The company’s press release included several updates on existing and upcoming cannabis products. It confirmed that Organigram began shipping the Trailblazer Torch vape cartridges on December 17, 2019. It also expects to begin shipping Edison + Feather ready-to-go distillate pens before the end of January, and it plans to begin shipping the Edison + PAX ERA distillate cartridges in the second quarter during 2020. After receiving a licensing for chocolate production and packaging areas in December 2019, the company also sees its launch remaining on target for sales of cannabis-infused chocolates to begin during the first quarter of 2020.
After ending the latest quarter with $34.1 million in cash and short-term investments, the company believes it has ample capital to fund its operations and capital expenditure plans. Organigram also currently still has $30.0 million in undrawn capacity on its term loan, as well as an additional $32.1 million available to raise under its total $55 million at-the-market equity program after having raised some $22.9 million before the end of last quarter.

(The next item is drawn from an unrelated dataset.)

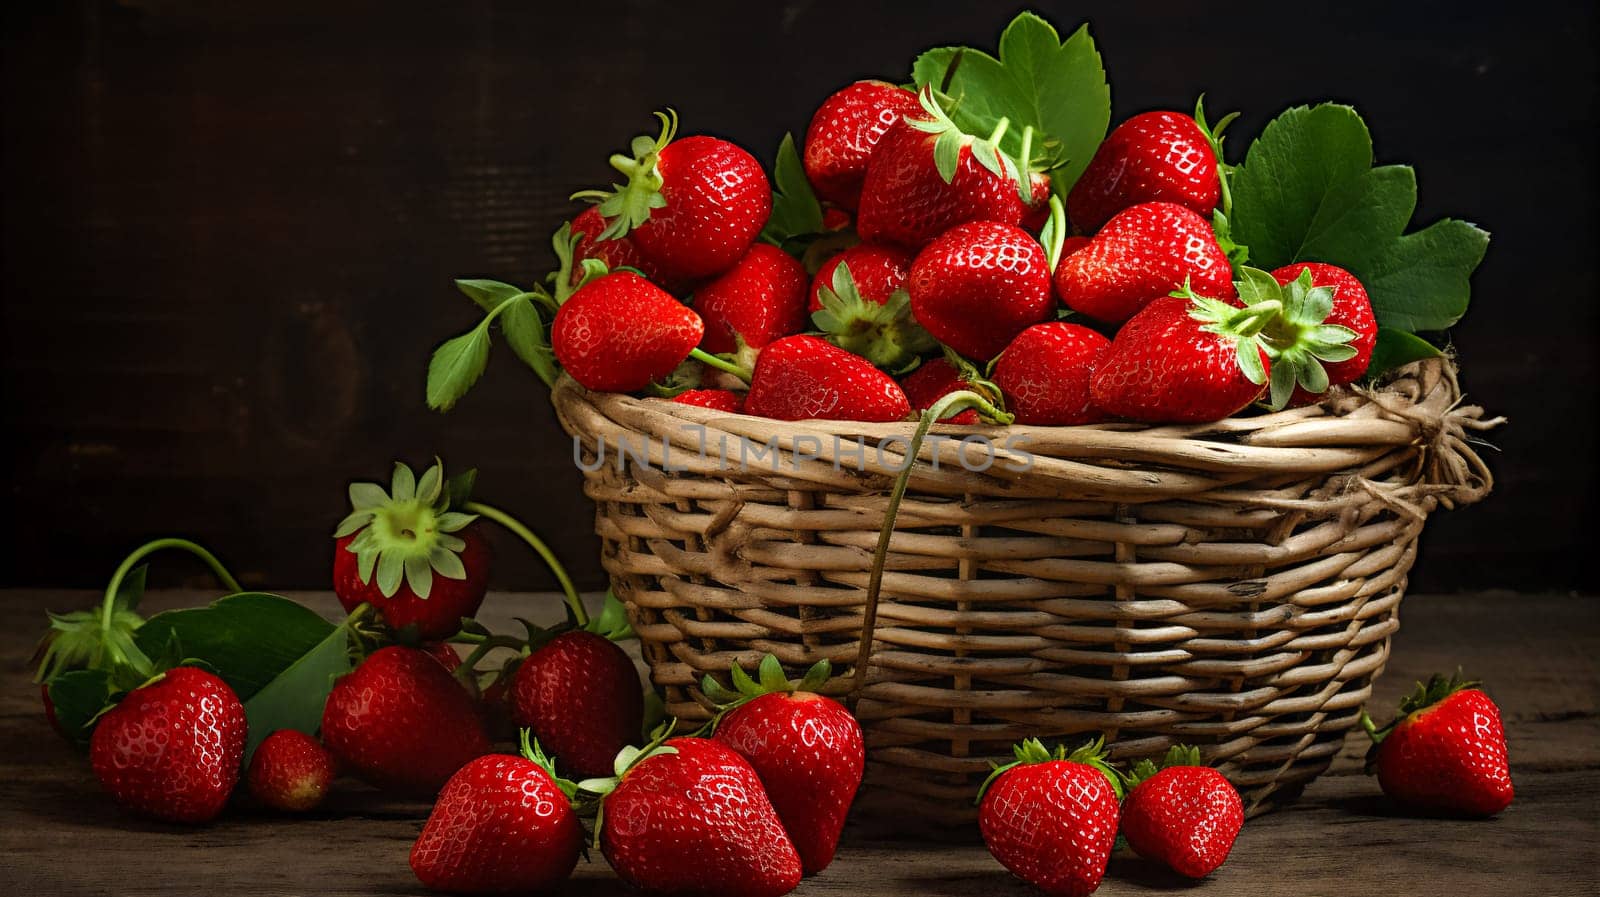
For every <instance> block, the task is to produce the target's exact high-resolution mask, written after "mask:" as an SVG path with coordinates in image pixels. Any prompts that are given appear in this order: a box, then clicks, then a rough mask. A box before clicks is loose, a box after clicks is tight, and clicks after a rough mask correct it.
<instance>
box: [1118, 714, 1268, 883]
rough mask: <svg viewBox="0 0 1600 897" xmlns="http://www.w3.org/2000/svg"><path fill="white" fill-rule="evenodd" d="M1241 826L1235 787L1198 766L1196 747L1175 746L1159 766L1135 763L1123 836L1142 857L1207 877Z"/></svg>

Greg Engel, CEO of Organigram, said:
Despite ongoing industry challenges, we are pleased with solid Q1 2020 results and our return to positive adjusted EBITDA during the quarter. Our team was also successful in shipping the first of our Rec 2.0 products as planned and on schedule in December of 2019. We also look forward to the launch of the remainder of our vape pen portfolio followed soon after by our premium cannabis-infused chocolate products. In addition to an exciting line-up of 2.0 products, we are rolling out a couple of new core strains, such as our high THC Edison Limelight, across the country following their success as limited-time-offers in smaller markets.
Organigram shares traded up 29% to $2.79 Wednesday morning, but the 52-week trading range of $1.89 to $8.44 should show just how volatile these shares have been. Its market cap was $430 million on last look.